The alleged involvement of police spooks in trying to extract a confession in the Senzo Meyiwa murder case dominated Wednesday’s trial sitting. (Photo: MUJAHID SAFODIEN/AFP via Getty Images)
Despite objections and a formal legal application against his “irrelevant” cross-examination questions, defence advocate Dan Teffo continued his charge on state witness sergeant Thabo Mosia, saying the Senzo Meyiwa crime scene was “staged”.
Teffo, who asserted that he had conducted his own investigation into Meyiwa’s murder, alleged that there were no survivors at the crime scene when Mosia arrived after midnight to conduct his probe.
The defence advocate also alleged that all five of the surviving adults, including singer Kelly Khulamo’s two children, slept at the house of renowned music producer, Sello “Chicco” Thwala, whose son, Longwe Thwala, was in the house where Meyiwa was shot.
Teffo represents Muzikawukhulelwa Sibiya, Bongani Ntanzi, Mthobisi Ncube and Mthokoziseni Maphisa in the case; Fisokuhle Ntuli, the fifth accused, is represented by advocate Zandile Mshololo.
They face charges of premeditated murder, attempted murder, armed robbery, illegal possession of a firearm and the illegal possession of ammunition, all of which they have pleaded not guilty to.
Before Teffo could ask his first question at the Pretoria high court on Thursday, advocate George Baloyi, the prosecutor, rose to launch an application against what he said were questions from Teffo that would not “assist the court in its eventual decision on credibility”.
Baloyi had taken issue with Teffo, on Tuesday, asking about ballistic and DNA results from Mosia, the police’s forensic field worker, who collected the physical evidence at the crime scene at Khumalo’s Vosloorus, Gauteng, family home.
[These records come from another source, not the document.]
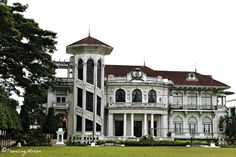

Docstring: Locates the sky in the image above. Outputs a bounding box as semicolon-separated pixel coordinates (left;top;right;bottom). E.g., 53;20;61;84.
8;0;236;99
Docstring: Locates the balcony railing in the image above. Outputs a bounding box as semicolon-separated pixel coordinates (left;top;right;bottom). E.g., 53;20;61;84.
54;78;73;86
52;102;69;109
170;104;224;110
108;102;167;108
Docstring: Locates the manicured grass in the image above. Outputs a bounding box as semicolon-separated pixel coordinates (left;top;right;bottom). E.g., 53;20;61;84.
0;146;236;157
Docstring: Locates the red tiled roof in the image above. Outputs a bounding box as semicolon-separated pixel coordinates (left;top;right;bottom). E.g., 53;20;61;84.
105;65;228;87
69;36;111;47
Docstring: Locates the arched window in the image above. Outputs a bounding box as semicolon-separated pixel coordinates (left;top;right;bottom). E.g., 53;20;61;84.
188;116;197;133
97;60;102;88
173;116;183;134
148;89;157;103
202;117;211;133
78;59;83;80
173;92;183;107
87;59;94;84
132;89;142;102
116;89;125;102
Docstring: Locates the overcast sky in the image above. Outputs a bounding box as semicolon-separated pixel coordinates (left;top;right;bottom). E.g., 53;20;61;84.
8;0;236;99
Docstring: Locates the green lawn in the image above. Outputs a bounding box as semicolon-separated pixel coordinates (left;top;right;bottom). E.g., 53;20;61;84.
0;146;236;157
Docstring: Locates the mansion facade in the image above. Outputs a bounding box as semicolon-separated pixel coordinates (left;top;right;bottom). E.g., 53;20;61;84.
46;36;230;140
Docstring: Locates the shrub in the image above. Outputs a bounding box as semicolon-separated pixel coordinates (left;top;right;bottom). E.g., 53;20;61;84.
16;130;51;146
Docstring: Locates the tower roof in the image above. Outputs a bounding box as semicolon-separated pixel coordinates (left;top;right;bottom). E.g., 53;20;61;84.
68;35;111;47
66;35;113;55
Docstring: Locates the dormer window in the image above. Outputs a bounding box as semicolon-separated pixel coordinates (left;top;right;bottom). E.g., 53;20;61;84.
186;73;197;81
131;68;143;80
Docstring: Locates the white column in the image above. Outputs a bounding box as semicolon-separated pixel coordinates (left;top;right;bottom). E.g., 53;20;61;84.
123;113;127;137
228;108;231;117
108;113;113;136
150;114;154;136
130;113;134;136
161;114;167;137
82;61;87;134
143;114;147;136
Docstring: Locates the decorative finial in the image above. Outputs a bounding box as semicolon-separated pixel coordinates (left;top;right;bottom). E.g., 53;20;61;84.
88;26;90;37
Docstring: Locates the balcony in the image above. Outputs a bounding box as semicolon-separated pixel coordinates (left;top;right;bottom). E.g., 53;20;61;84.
54;77;74;86
52;102;69;110
170;104;221;110
108;102;167;109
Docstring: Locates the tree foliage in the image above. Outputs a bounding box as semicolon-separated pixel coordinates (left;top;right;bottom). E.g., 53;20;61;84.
43;107;56;134
20;105;30;132
0;88;22;130
219;116;236;144
0;3;56;94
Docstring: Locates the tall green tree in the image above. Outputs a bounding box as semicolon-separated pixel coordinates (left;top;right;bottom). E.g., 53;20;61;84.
219;116;236;144
0;87;22;131
0;3;56;94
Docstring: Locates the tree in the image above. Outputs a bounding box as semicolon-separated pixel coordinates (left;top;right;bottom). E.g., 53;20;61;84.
0;3;56;94
0;88;22;131
20;105;30;133
43;107;56;134
219;116;236;144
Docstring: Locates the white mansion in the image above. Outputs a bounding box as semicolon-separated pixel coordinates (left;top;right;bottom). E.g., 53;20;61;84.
46;36;230;139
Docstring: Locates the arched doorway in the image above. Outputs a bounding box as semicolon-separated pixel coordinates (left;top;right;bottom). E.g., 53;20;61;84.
55;113;68;139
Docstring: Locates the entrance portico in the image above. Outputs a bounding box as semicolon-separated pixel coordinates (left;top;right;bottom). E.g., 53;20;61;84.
107;110;168;138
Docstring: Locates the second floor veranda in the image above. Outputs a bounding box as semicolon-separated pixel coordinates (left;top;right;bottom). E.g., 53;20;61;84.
107;102;168;109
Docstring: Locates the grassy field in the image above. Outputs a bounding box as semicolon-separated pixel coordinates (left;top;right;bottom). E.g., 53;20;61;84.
0;146;236;157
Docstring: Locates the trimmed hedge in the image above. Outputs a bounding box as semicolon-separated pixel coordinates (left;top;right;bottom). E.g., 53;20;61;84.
97;138;209;146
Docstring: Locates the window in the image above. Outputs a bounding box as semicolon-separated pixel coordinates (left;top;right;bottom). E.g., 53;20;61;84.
202;117;211;133
188;116;197;133
97;96;101;116
148;89;157;103
173;92;183;106
85;119;93;131
78;59;83;80
187;93;197;106
202;93;211;106
57;96;66;103
86;92;93;112
97;60;102;88
77;88;83;108
116;89;125;102
173;116;183;134
132;89;142;102
87;59;94;84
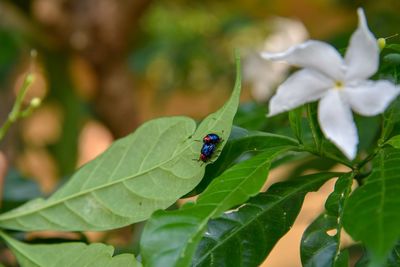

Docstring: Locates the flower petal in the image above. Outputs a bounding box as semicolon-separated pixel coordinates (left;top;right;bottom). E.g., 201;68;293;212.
342;80;400;116
345;8;379;81
268;69;334;116
261;40;344;80
318;90;358;160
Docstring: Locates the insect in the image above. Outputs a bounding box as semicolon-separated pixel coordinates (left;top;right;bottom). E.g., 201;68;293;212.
199;143;217;162
203;133;222;145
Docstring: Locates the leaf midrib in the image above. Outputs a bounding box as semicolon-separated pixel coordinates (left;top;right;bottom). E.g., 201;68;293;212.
0;87;240;224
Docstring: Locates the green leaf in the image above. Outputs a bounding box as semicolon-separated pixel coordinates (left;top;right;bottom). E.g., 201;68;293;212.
355;240;400;267
193;173;338;267
380;97;400;143
233;102;266;130
141;148;288;267
0;233;142;267
300;173;353;267
0;55;241;231
301;213;339;267
386;44;400;52
386;135;400;149
195;127;298;194
383;53;400;65
343;148;400;266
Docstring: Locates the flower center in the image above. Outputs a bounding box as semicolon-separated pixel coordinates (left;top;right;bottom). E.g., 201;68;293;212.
335;81;344;90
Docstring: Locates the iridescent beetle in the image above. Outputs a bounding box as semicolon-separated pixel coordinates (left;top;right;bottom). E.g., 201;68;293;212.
203;133;222;145
199;143;217;162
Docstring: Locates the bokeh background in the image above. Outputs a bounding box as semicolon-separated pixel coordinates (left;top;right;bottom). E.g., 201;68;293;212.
0;0;400;267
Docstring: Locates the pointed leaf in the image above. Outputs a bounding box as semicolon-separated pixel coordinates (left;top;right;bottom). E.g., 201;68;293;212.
0;55;241;231
193;173;338;267
343;148;400;266
386;135;400;149
141;148;288;267
300;173;353;267
289;106;303;142
301;213;339;267
0;233;142;267
194;130;298;194
355;240;400;267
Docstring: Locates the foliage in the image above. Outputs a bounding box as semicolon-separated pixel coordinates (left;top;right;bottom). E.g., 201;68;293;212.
0;2;400;267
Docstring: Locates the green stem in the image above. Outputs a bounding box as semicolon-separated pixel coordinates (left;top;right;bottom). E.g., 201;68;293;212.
0;74;34;141
299;146;354;169
334;172;355;262
307;104;321;154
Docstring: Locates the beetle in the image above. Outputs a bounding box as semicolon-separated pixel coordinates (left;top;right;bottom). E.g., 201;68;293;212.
199;143;217;162
203;133;222;144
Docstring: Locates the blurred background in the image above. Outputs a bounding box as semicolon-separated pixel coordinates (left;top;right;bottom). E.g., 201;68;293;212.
0;0;400;266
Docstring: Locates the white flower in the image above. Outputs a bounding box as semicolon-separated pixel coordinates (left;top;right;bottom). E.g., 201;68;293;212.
261;8;400;159
243;17;308;102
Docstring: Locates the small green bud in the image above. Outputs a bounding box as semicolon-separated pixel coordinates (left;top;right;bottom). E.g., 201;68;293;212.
25;73;35;86
377;38;386;50
30;97;42;108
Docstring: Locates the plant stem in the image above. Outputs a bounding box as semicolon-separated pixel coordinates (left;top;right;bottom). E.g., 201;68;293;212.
307;104;321;154
0;74;34;141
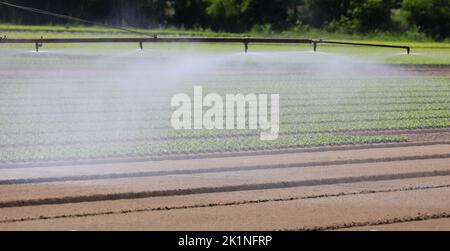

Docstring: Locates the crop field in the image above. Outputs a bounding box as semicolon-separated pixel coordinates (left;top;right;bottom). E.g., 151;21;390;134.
0;33;450;230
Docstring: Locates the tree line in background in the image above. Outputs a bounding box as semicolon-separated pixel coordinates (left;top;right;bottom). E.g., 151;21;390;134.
0;0;450;39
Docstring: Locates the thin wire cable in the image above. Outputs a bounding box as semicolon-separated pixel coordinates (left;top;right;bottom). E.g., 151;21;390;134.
0;1;156;37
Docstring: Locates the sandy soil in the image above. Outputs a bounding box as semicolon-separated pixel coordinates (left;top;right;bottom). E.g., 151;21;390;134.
0;140;450;230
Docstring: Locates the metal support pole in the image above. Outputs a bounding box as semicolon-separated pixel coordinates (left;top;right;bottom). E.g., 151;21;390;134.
35;37;44;52
244;40;248;53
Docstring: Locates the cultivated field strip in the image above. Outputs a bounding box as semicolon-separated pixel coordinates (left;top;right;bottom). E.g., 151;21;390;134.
0;144;450;181
0;178;450;224
0;177;448;230
1;146;449;203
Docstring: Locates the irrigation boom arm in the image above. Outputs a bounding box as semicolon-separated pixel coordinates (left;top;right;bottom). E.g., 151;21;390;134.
0;35;411;54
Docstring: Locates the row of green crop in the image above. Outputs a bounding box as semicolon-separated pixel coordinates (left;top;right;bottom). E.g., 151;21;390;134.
0;134;406;164
0;103;450;120
0;119;450;147
0;97;450;114
0;106;450;125
0;110;450;134
0;91;450;108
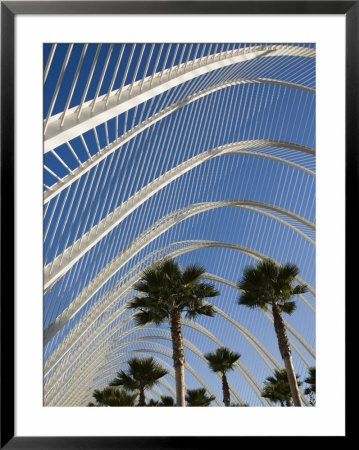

Meyiwa was Khumalo’s lover at the time of his October 2014 murder.
Baloyi said Mosia was testifying as a forensic field worker, and that the state would be calling ballistics and DNA experts who would be best placed to answer Teffo’s questions.
“We respectfully submit that there is a danger inherent in allowing such cross-examination, in that such speculative evidence will be elevated by the defence … and seek to show discrepancy with the ballistic expert, or be used to confront other witnesses with such evidence, when such evidence should not have been allowed to start with,” Baloyi said, reading from his prepared heads of argument.
Baloyi was concerned with an important concession made on Tuesday by Mosia that the murder weapon, which the state alleges was found on Ncube, accused number three, and was a 9mm Parabellum, could have been a revolver due to there no being any cartridge cases found at the scene.
Revolvers, Mosia acknowledged, do not expel cartridge cases, or the rear part of a bullet.
But Teffo dismissed Baloyi’s objection application, saying, if need be, he would request Judge Tshifhiwa Maumela to adjourn proceedings so that Baloyi could draft the questions he wanted asked. The sarcasm in Teffo’s tone was evident.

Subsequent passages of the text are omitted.